То же самое происходит с Татьяной Алексеевной. Но зато «Манифест» раскрывает мои глаза, и я не только вижу, но осязаю светлую истину, провозглашенную великим Марксом.
— Таня, — говорю я жене, — отныне даю торжественное обещание всю мою жизнь и весь мой труд посвятить рабочему классу!..
В углах рта Татьяны Алексеевны появляется характерная благожелательная улыбка.
Да, вот тебе рассказы о рабочих… Никто печатать не хочет.
Газеты, еженедельники, толстые журналы нисколько не интересуются фабрично-заводским бытом и жизнью самих рабочих.
— Не подходит по цензурным условиям, — слышу я одну и ту же фразу при возвращении мне рукописи.
Один только редактор газеты «Сын отечества» обходится со мною внимательно. Я хорошо помню этого старика с окладистой бородой и с руками, густо осыпанными крупными веснушками.
— Прочитал ваши очерки, — говорит он, — написано неплоха но, к сожалению, сюжеты не ко времени.
— Почему? — неожиданно для самого себя задаю вопрос.
— Неужели вы не знаете?
У редактора морщинистое лицо раскалывается в улыбку.
— Это вы выпустили три томика под названием «Погибшие люди»? Скабичевский о них отзывается с похвалой, а между тем вы, перевидавший на свете так много, не знаете, почему сейчас не время писать либеральные статьи и рассказы о рабочих. Ну, если так — садитесь сюда. Я вам это объясню в двух словах.
Старик указывает мне на кожаное кресло перед столом. Сажусь и слушаю.
Редактор упирается локтями о стол, забрав в руки седую с рыжим оттенком бороду.

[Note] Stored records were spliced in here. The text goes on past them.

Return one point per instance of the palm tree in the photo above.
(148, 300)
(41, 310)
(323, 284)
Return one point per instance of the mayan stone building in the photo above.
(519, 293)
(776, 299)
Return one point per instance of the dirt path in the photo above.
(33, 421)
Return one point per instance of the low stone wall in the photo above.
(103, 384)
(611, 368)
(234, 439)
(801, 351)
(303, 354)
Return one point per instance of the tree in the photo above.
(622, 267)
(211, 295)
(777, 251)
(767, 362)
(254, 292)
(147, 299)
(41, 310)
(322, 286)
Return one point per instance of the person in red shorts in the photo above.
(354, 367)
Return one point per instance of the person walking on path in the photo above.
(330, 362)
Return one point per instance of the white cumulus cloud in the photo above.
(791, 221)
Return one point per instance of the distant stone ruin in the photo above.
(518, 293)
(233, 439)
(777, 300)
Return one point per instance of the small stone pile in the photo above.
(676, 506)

— Сейчас, — начинает он, — свирепствует реакция. Самодержавие, покончив с народовольцами, неожиданно для себя столкнулось лицом к лицу с политическим врагом, более сильным и более опасным. Этот враг — рабочий класс, растущий с неимоверной быстротой как в численном отношении, так и в своем политическом сознании. Вот почему царская цензура не только запрещает писать о рабочих, но и строго взыскивает с нас, если что-либо подобное пустим в печать. Теперь ясно?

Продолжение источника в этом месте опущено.